Un hombre se puso en pie y lo miró, pero no podía oírlo con el motor del Predator.
—¿Algún problema? —preguntó una voz a sus espaldas.
Dalton se volvió. Era Harris, el extraño chico que estaba todo el tiempo trasteando con los ordenadores y que nunca hablaba. Quizá era la persona que necesitaba.
—Tenemos que abortar la misión —explicó Dalton—. El sistema de selección de objetivos se ha visto comprometido.
—¿Sí? —dijo el chico con la mirada totalmente perdida. Entonces algo apareció en su rostro, cierta satisfacción que Dalton nunca antes había percibido en el chaval. No le gustaba—. No sabe quién soy, ¿verdad? —preguntó el chaval, todavía con aquella extraña sonrisa.

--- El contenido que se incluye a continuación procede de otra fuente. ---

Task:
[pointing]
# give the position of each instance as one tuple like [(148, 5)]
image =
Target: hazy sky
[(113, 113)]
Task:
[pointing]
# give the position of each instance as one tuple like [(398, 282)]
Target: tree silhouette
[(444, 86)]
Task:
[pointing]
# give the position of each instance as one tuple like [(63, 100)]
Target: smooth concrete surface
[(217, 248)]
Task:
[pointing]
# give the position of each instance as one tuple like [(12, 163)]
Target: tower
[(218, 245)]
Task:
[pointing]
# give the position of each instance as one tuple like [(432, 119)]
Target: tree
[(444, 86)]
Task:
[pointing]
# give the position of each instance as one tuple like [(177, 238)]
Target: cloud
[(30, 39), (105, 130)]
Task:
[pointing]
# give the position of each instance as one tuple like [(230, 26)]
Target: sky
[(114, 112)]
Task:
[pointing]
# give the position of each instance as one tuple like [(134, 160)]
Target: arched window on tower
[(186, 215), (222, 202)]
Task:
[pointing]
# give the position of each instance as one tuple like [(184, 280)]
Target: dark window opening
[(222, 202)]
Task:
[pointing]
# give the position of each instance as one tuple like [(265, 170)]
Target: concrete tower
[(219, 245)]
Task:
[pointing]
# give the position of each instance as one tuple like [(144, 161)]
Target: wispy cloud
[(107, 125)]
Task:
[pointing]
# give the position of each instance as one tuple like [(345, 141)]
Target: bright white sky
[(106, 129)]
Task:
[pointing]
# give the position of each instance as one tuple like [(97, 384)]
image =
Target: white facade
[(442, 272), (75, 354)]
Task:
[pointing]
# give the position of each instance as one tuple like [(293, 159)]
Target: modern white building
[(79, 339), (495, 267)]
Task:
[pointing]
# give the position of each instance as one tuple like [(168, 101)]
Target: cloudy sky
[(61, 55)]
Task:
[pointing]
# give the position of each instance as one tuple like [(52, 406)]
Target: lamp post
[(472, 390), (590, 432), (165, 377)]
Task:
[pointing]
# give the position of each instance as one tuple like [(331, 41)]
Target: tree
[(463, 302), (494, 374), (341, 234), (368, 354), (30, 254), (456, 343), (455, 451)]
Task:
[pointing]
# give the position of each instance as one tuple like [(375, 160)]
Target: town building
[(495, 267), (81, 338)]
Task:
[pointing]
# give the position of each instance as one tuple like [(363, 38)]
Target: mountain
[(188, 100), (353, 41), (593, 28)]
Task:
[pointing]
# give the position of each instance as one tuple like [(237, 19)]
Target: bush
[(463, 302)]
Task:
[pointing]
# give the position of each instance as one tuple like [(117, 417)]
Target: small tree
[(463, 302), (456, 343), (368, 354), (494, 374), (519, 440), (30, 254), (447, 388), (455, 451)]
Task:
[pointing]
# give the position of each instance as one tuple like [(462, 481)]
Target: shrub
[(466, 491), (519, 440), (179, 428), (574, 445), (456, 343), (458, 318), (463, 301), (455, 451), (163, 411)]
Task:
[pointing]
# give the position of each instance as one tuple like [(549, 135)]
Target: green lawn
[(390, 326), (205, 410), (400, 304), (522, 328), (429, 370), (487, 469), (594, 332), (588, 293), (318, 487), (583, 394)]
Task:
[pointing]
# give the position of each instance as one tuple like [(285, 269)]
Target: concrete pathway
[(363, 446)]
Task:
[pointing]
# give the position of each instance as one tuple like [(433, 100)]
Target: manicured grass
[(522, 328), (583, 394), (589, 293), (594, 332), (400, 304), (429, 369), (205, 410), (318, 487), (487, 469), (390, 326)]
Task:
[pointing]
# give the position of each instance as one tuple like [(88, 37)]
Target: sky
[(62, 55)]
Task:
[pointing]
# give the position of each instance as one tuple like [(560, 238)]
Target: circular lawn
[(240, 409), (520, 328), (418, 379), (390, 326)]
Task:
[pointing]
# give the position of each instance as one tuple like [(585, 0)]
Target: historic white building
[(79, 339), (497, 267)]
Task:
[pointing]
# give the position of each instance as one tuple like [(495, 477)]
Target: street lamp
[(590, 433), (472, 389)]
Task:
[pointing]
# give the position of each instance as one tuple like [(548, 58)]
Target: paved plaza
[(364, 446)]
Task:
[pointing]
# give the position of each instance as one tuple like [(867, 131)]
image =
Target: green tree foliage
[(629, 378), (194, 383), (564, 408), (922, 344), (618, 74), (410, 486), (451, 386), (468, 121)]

—¿De qué estás hablando? —dijo Dalton—. Esto es serio…
—He dicho que no sabe quién soy —repitió. Su sonrisa se tornó más rígida.
Dalton echó a andar. No tenía tiempo para juegos de adolescentes. Murmuró algo para sí mientras se dirigía de nuevo al tráiler. Su mente estaba funcionando a toda velocidad. Así que ni siquiera estaba pensando ya en Harris cuando un cuchillo le atravesó el omóplato y el corazón.
—¿Ve? —dijo el chico colocándose encima del cuerpo inerte de Dalton—. Soy Muerte.